Laser JDAM Tested with 2,000 pound Mk-84 Warhead

Loading Laser JDAM weapons on an F-16 prior to the first combat strike in Iraq, 2008. Photo: US Air Force, by Erik Gudmundson.

Boeing completed the first pair of seven flight tests of the MK-84 Laser Joint Direct Attack Munition (Laser JDAM) this summer at Eglin Air Force Base, Fla., as part of the new weapon qualification process. Integration of Laser JDAM will provide these heavy warheads with pinpoint strike precision, utilizing redundant navigation and guidance modes the guidance kit will enable midcourse GPS and terminal laser guidance, providing more effective, flexible attack modes.

Laser JDAM
2000 pound Mk84 weapon fitted with GBU-54 Laser JDAM guidance kit loaded on an F-16 at Eglin Air Force Base, prior to a test flight in July 2010. The Precision Laser Guidance Set (PLGS) at the tip of the weapon is covered, to minimize wear of the transparent window protecting the seeker. Photo: Boeing

In these recent tests the 2,000-pound weapon will engage fixed, relocatable and moving targets. During the first two tests performed in July 2010 two inert MK-84 Laser JDAM weapons were released from an F-16 flying at an altitude of 30,000 feet and a speed of Mach 0.95. Both weapons flew a series of aggressive, preprogrammed maneuvers to verify their maneuverability and aerodynamic performance.

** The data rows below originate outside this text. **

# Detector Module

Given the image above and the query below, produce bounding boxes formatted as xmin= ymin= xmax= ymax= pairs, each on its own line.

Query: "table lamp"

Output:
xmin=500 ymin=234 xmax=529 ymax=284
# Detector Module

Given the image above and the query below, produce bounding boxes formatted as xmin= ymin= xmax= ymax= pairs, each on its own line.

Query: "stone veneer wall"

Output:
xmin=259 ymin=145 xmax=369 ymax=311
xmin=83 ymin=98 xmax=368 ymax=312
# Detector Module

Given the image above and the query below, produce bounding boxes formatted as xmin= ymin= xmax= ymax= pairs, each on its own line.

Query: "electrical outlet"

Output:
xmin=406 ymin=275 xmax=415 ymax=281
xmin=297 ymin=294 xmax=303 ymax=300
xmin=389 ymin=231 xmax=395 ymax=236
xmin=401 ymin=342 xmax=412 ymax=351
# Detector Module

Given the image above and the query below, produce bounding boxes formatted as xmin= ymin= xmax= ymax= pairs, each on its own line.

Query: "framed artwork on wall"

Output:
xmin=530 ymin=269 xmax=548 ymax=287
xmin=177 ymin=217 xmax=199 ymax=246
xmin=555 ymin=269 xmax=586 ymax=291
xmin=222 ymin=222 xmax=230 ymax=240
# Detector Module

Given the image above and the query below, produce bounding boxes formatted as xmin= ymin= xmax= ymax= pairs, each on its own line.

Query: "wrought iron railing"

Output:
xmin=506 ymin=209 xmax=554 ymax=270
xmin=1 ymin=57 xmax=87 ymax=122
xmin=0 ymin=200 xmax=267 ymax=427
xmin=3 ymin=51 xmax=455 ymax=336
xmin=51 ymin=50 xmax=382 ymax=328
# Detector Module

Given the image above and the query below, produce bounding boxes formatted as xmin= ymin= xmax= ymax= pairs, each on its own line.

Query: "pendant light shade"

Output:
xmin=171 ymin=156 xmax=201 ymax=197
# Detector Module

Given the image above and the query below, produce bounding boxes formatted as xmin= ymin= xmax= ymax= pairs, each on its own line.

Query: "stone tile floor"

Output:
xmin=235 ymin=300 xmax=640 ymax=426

An existing JDAM becomes a Laser JDAM with the installation of the Precision Laser Guidance Set (PLGS). “By adding the PLGS feature, warfighters can now attack relocatable and moving land and maritime targets with the same precision and reliability that they rely on every day with the existing JDAM.” Explains Kerry Bush, JDAM program manager for Boeing. The company has already qualified a lighter version of Laser JDAM – Guided Bomb Unit GBU-54, armed with the 500 pounds Mk82 bomb. Since fielding the weapon in 1998, Boeing has produced more than 215,000 JDAM guidance kits. Laser JDAM was fielded in 2008 and has since been used in combat in Afghanistan and Iraq.